Dostoyevski, Sibirya’da geçirdiği hapishane ve sürgün yıllarını, karısını öldürme suçundan mahkum olmuş bir soylunun günlüğü üzerinden bizlere aktarmıştır.
Cezaevine geldiği ilk günden başlayarak kaldığı yeri, ilk izlenimlerini, oradaki mahkumların hikayelerini, yaptıkları işleri, besledikleri hayvanları, cezaevindeki haksızlıkları, yönetimi, oynanan tiyatronun dekoruna kadar her şeyi ayrıntılarıyla okuyucuya sunmuştur.
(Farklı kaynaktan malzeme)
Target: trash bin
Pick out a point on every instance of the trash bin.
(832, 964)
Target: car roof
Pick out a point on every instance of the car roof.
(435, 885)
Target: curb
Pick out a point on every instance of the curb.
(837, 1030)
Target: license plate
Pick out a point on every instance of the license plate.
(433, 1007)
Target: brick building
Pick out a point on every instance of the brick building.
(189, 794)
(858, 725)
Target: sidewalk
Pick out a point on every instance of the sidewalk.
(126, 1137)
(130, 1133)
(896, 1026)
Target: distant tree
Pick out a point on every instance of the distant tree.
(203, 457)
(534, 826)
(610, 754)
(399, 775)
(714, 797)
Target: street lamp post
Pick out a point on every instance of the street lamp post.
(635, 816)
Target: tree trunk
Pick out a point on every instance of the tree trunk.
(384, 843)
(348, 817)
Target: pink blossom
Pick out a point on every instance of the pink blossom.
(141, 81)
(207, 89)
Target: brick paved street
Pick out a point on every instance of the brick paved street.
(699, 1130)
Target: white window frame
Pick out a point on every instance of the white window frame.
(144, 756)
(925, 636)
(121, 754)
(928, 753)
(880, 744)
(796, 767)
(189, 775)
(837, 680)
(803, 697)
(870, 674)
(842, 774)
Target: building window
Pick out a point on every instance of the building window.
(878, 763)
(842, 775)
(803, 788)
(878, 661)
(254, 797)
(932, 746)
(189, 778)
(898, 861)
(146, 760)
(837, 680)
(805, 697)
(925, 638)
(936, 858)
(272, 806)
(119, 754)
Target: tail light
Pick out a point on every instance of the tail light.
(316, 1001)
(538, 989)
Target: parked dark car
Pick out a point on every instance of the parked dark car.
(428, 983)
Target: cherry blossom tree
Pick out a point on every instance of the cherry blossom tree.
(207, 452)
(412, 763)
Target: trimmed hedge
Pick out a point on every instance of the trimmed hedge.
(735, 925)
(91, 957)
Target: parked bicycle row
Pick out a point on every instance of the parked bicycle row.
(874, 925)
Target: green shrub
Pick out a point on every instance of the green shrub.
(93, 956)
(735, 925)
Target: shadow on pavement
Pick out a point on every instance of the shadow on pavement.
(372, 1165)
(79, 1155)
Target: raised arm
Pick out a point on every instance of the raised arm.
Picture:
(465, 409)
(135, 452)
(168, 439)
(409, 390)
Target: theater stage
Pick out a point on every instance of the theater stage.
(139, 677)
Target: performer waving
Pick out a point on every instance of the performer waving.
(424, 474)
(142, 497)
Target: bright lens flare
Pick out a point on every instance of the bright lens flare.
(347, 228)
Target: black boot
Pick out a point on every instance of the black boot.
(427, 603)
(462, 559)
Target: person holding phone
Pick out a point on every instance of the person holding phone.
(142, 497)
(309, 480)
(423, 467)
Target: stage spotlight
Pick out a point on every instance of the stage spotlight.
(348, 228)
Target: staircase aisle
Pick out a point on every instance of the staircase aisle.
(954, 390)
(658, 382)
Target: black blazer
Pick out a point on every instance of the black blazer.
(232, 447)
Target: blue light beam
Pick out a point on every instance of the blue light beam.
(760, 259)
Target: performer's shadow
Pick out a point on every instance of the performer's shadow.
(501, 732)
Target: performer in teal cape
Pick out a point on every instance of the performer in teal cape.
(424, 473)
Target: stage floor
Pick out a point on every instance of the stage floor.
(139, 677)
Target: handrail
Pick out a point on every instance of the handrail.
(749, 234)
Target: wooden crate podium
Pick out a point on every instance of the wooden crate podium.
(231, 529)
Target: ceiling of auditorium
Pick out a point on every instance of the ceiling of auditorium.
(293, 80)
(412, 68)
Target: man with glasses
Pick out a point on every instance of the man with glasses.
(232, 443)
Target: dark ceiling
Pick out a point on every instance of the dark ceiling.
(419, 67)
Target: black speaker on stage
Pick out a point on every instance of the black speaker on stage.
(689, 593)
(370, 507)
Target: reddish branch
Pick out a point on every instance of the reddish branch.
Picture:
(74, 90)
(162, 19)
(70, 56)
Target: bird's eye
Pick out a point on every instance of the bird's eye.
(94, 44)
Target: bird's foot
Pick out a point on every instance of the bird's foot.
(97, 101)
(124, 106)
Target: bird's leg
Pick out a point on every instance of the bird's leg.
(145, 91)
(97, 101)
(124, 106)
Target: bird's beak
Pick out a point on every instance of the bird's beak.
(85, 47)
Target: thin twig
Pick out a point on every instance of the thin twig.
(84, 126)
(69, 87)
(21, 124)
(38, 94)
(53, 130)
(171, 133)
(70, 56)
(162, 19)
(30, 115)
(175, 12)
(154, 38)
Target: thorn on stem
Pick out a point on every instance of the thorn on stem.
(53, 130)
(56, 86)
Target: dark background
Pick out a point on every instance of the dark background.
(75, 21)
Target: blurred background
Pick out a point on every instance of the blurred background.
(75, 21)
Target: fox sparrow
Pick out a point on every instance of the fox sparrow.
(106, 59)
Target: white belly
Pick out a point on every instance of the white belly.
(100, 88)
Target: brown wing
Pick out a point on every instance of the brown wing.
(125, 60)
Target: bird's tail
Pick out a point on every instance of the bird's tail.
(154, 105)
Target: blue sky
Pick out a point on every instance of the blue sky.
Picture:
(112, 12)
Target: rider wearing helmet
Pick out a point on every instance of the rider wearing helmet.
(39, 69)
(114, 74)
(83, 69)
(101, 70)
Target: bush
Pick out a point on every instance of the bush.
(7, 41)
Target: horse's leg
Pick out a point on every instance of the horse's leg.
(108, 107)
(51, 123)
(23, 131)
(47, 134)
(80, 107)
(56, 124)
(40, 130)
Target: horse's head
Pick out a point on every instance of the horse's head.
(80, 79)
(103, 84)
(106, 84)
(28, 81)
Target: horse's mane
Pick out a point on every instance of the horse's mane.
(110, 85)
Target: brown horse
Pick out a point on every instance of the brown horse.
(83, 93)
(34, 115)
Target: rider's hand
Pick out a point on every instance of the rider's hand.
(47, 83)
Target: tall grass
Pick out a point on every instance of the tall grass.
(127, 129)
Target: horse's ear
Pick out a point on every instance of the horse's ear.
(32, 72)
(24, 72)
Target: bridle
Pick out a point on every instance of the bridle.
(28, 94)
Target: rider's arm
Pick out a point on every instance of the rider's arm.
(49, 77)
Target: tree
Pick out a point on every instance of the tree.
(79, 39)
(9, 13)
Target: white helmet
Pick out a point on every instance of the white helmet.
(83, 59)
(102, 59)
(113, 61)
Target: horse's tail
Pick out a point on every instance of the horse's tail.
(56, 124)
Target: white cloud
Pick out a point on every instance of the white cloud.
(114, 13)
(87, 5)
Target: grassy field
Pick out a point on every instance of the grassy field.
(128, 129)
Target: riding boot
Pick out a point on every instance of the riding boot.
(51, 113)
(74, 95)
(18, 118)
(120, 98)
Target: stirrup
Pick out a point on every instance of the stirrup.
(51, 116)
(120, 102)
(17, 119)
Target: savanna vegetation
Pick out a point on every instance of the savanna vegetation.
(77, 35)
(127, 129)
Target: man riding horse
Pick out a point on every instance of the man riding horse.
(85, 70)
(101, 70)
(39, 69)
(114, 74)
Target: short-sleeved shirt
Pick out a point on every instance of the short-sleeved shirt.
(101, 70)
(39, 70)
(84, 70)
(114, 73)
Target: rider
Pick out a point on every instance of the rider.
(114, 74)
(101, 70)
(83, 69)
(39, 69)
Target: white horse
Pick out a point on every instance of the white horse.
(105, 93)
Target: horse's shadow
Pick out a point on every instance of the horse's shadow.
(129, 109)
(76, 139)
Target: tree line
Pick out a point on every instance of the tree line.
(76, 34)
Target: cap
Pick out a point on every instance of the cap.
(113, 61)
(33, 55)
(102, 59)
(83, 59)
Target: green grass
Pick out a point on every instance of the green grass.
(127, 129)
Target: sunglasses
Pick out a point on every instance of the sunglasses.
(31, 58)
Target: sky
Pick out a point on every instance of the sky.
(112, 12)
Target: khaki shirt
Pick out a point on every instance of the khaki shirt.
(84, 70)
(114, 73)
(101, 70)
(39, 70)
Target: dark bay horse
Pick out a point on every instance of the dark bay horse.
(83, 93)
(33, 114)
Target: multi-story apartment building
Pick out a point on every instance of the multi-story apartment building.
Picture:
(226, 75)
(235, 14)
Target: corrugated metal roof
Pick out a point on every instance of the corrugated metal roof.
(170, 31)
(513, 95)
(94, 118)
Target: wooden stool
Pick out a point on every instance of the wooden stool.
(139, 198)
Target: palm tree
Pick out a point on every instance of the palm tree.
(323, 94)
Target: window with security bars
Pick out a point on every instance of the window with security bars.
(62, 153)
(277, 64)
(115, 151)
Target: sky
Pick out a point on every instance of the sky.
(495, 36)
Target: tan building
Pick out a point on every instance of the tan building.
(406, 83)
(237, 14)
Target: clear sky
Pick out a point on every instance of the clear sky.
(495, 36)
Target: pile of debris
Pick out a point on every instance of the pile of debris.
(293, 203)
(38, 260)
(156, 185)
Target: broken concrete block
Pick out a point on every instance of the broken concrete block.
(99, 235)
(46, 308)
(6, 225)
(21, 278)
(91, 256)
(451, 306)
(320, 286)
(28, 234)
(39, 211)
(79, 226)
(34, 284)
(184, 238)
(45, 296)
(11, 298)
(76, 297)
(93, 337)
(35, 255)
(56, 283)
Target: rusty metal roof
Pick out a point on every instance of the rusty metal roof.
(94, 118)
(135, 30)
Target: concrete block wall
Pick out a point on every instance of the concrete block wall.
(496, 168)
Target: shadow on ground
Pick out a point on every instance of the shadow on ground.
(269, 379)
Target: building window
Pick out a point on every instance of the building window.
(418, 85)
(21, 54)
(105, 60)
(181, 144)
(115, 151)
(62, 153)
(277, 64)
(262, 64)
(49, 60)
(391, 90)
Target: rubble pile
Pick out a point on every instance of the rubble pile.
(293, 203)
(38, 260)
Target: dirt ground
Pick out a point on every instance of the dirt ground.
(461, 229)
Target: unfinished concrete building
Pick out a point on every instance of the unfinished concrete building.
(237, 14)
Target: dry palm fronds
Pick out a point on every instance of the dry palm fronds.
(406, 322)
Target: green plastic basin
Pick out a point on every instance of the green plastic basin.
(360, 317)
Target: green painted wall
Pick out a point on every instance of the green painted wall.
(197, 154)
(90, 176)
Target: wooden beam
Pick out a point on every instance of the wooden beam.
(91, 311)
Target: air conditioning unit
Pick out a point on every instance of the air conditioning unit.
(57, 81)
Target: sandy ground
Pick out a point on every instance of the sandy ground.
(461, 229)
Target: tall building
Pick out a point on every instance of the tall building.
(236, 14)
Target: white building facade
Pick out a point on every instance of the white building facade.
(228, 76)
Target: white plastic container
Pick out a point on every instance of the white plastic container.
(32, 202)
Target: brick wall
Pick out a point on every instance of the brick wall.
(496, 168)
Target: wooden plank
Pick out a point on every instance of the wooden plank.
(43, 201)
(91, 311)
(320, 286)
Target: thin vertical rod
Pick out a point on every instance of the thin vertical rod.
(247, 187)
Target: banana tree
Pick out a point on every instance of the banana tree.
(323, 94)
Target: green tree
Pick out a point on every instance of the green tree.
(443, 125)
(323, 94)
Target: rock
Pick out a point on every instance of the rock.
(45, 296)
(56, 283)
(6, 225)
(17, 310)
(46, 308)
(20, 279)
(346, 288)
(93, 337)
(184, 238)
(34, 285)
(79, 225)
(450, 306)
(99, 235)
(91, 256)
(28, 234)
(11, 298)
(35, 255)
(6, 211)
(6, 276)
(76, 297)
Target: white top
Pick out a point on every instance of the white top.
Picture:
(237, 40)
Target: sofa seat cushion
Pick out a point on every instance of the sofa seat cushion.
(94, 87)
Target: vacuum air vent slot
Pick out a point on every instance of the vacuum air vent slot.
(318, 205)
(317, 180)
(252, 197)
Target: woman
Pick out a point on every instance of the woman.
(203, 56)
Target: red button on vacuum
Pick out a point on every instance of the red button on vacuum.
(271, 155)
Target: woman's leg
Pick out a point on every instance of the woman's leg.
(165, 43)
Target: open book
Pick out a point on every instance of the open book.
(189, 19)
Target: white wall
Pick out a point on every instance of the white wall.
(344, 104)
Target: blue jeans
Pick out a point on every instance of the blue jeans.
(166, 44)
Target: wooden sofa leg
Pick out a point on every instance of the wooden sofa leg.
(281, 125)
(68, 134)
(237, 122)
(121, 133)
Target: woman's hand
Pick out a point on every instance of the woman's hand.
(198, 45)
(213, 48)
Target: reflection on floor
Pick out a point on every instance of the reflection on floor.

Okurken yaşıyor ve kendinizi adeta o demir parmaklıkların içinde hissediyorsunuz.
Güzel konulara değinilmiş toplum sorunlarına dikkat çekilmiş fakat fazla ayrıntıya girilmiş diye düşünüyorum. Böyle olunca da kitap yavaş ilerliyor ve biraz sıkıyor. Cezaevindeki her şeyin en ince ayrıntılarıyla verilmesine rağmen kahramanımız hakkında pek fazla bilgiye ulaşamıyoruz. Sürgün edilmesine neden olan olayın merakıyla sayfaları çevirdikce kitap bitti ve öğrenemedik :) Bu beklentilere girmeden okunduğunda çok daha keyifli geleceğine inanıyorum. Benim gibi beklentilere girmeyip sürgün hayatını derinlemesine öğrenmek isteyenlere tavsiye ederim.